Dee era gerente de projetos da Verizon, divorciada há seis anos com uma filha de dez anos, o que colocava Nadine entre Annie e Kiley. Alta e magra, Dee geralmente borbulhava com energia brincalhona, mas era toda negócios quando era hora de fazer algo. Como seria de se esperar de uma gerente de projetos que era principalmente mãe solteira -- o ex-marido dela ficava com Nadine a cada dois fins de semana -- ela era hiperorganizada e um pouco mandona. Compartilhávamos um número surpreendente de interesses: nossas playlists incluíam The Strokes e Muse, "Pulp Fiction" estava no topo da nossa lista de melhores filmes (eu gostava por causa de Willem Dafoe, mas Dee era toda sobre Uma Thurman), e éramos pragmaticamente progressistas politicamente (afinal, vivemos em Minnesota). Quando estávamos juntos, descobríamos que o tempo passava sem percebermos. E ambos éramos rigorosos quanto à monogamia.
Estávamos mantendo um perfil discreto, principalmente para ter certeza de que éramos compatíveis antes de envolver as crianças. Não sei quanto tempo Tilly estava vendo Bob antes de apresentá-lo às meninas, mas eu queria ter certeza de que Dee e eu estávamos destinados a um relacionamento longo antes de dar esse passo.
E estávamos quase lá. Dee e eu tínhamos ido até Duluth para conhecer meus pais na casa de veraneio deles algumas semanas antes; ela os encantou, e saímos nos sentindo muito apoiados. Não queríamos roubar a atenção do aniversário de Kiley, então decidimos esperar até a próxima semana para dar a notícia às nossas filhas.
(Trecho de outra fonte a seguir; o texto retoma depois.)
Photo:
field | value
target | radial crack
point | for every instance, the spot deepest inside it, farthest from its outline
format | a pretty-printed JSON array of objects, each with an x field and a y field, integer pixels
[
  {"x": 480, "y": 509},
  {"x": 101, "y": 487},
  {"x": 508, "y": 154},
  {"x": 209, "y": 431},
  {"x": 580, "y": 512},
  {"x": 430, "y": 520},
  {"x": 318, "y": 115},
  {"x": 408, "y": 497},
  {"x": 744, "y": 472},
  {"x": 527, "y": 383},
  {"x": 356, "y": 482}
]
Não tínhamos certeza de quando faríamos o encontro pessoal, mas não demoraria muito mais depois disso.
E então?
Quem realmente sabia exatamente? O fim do meu casamento com Tilly foi tão ruim quanto eu temia, mas me senti mais forte e mais sábio do outro lado daquela jornada terrível. Eu me sentia seguro e completamente enraizado com Dee. Não importava o ângulo que eu usasse, quando olhava para o nosso relacionamento, era verdadeiro, em equilíbrio.
E eu gostava das chances de mantê-lo assim.